Folha de S. Paulo


O peixe que mudou o mundo

Com o bordão "Vocês querem bacalhau?", Chacrinha, apelido do inimitável apresentador de TV José Abelardo Barbosa de Medeiros, atirava pedaços de peixe salgado sobre o auditório até os anos 1980. Perto dele, Faustão hoje não passa de uma virgem de burca.

A TV brasileira ficou mais comportada, embora as mulheres continuem lá, rebolando como enguias. Mas o mundo mudou mais. Hoje Chacrinha pensaria duas vezes antes de onerar o orçamento de seu programa com o pescado, porque o Gadus morhua (nome científico da espécie) está acabando, e seu preço, lá em cima.

Confesso que tenho fixação com bacalhau. De tempos em tempos escrevo sobre ele, como nesta resposta de 2010 a uma autoridade norueguesa que tentava tranquilizar apreciadores brasileiros da iguaria quanto à vulnerabilidade da espécie.

Desde então, não houve motivos para ficar menos preocupado com os estoques do bacalhau verdadeiro, ou bacalhau-do-atlântico. Ele costuma ser vendido como bacalhau do Porto, ou da Noruega, mas cuidado com os peixes salgados "tipo bacalhau" à venda por aí.

O alerta mais recente se encontra na revista "Science" de 29 de outubro . Andrew Pershing, do Instituto de Pesquisa do Golfo do Maine (EUA), mostra que se acha à beira do colapso o estoque do peixe nas águas a leste da fronteira entre Estados Unidos e Canadá e que a culpa é do aquecimento do oceano.

Essa região do Atlântico Norte já foi uma espécie de paraíso do bacalhau. A pesca do G. morhua foi tão importante para a economia da Nova Inglaterra que uma efígie dele em madeira foi entronizada no plenário da assembleia legislativa de Massachusetts, em Boston, como "Bacalhau Sagrado".

Só que o mar ali está se aquecendo mais rápido que 99% das águas do planeta. Não se sabe bem por quê, a temperatura em alta afeta a reprodução do peixe, um recurso natural cronicamente super-explorado por ali. Com menos filhotes, fracassa a indispensável reposição do estoque.

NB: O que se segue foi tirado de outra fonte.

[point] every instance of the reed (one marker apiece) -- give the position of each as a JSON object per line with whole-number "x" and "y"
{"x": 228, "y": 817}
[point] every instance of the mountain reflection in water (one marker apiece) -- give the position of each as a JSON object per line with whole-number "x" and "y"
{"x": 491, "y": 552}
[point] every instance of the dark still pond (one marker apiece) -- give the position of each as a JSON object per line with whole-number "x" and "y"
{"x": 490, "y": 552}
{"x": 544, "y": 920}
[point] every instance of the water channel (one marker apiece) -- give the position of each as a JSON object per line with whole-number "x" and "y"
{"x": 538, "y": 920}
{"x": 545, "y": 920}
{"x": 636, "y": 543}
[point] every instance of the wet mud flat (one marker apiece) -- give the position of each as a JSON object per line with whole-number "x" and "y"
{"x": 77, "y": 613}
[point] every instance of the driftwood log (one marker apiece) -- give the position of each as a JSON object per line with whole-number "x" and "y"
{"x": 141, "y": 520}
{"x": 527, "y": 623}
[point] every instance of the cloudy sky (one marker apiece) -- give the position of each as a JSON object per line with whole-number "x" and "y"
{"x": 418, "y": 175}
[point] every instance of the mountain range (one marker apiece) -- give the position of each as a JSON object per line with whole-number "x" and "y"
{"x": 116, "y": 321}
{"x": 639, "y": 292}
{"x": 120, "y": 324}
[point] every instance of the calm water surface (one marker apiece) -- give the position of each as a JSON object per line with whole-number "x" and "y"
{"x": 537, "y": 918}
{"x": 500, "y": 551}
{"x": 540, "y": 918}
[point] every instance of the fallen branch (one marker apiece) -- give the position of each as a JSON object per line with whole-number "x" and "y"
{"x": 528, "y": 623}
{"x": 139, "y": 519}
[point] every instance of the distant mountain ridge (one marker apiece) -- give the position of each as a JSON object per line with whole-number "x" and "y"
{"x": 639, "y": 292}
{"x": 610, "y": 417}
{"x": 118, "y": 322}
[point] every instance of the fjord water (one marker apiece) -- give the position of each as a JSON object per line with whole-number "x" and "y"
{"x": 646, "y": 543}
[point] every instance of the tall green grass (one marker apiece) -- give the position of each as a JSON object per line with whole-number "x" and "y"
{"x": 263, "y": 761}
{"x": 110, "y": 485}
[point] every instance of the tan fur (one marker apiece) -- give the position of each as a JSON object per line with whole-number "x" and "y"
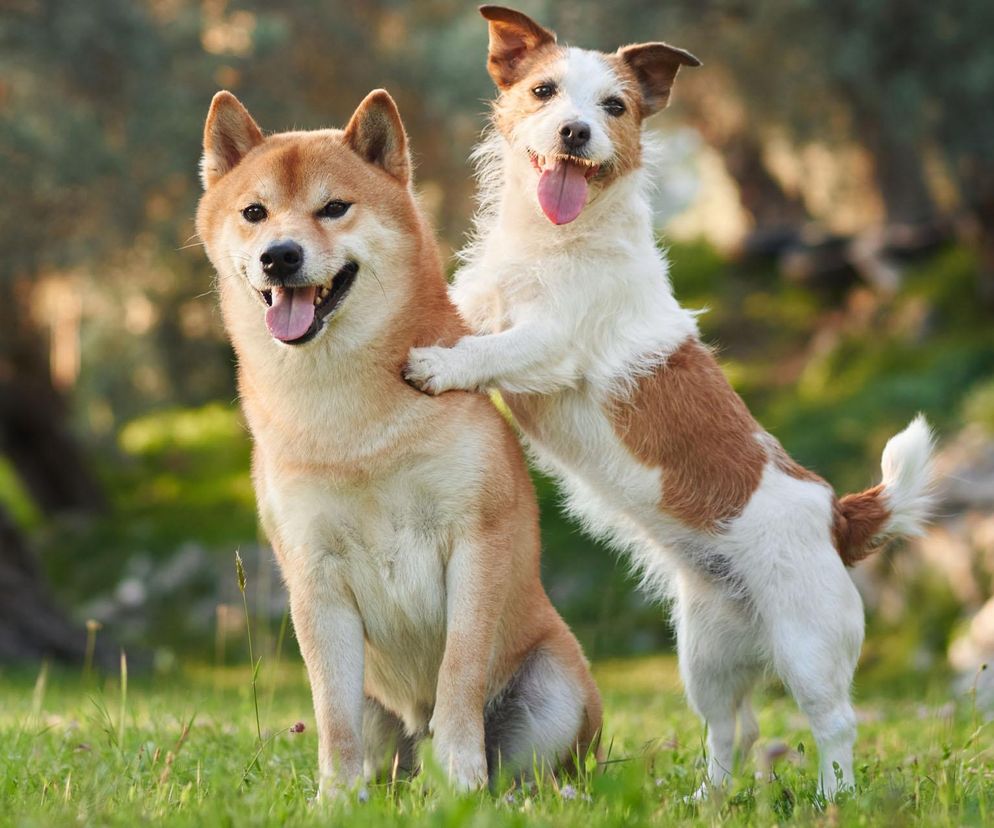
{"x": 857, "y": 519}
{"x": 685, "y": 419}
{"x": 334, "y": 427}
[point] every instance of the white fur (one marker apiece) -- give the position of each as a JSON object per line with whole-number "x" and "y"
{"x": 907, "y": 477}
{"x": 567, "y": 317}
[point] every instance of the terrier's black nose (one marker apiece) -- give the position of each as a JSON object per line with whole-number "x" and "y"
{"x": 282, "y": 260}
{"x": 575, "y": 134}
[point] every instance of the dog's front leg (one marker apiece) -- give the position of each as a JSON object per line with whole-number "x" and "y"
{"x": 528, "y": 358}
{"x": 329, "y": 631}
{"x": 475, "y": 596}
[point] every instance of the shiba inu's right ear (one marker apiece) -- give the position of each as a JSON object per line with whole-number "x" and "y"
{"x": 512, "y": 36}
{"x": 229, "y": 133}
{"x": 376, "y": 133}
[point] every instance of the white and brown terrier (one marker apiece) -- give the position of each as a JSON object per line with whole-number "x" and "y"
{"x": 406, "y": 528}
{"x": 577, "y": 326}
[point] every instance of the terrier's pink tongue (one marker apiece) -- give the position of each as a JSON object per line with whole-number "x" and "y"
{"x": 292, "y": 312}
{"x": 562, "y": 191}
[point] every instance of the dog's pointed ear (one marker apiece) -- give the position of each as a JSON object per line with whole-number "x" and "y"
{"x": 512, "y": 36}
{"x": 655, "y": 65}
{"x": 376, "y": 134}
{"x": 229, "y": 134}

Cotas de captura do bacalhau já haviam sido reduzidas em 73% no ano de 2013, mas a capacidade de reposição continuou em queda. Estima-se que a taxa de reprodução esteja em apenas 4% do necessário para reconstituir de maneira sustentável a população.

Os noruegueses estão certos, é verdade, ao dizer que a situação do bacalhau no mar de Barents -estoque que exploram em acordo com a Rússia- é muito melhor. Mas há quem se preocupe com o fato de essa região ártica também figurar entre as que mais aceleradamente se aquecem no globo (0,8oC desde os anos 1980, contra 0,66oC no golfo do Maine).

Até aqui, as águas mais quentes na realidade beneficiaram os cardumes de bacalhau (e também os de haddock e arenque), que preferem a água do mar entre 0oC e 11oC. Como o Barents fica na média em torno de 4oC, ainda tem muita gordura para queimar.

Detalhe: projeções do IPCC (Painel Intergovernamental sobre Mudança do Clima, na sigla em inglês) prevê que as águas do Ártico podem esquentar até 9oC neste século. Se o Barents atingir 13oC, talvez chegue a hora de dar adeus ao bacalhau.

A vida seria bem mais sem graça sem esse "peixe que mudou o mundo", segundo o título de um livro saboroso sobre a história econômica e cultural do bacalhau lançado em 1997 por Mark Kurlansky e traduzido no Brasil em 2000 .

A maioria de nós talvez já tenha partido antes de essa tragédia em fogo lento se consumar, mas até lá seu preço subirá às alturas. O mundo, ou melhor, o clima em polvorosa, terá então transformado um peixe que já foi alimento de escravos num manjar que só os muito ricos poderão degustar -e não por muito tempo.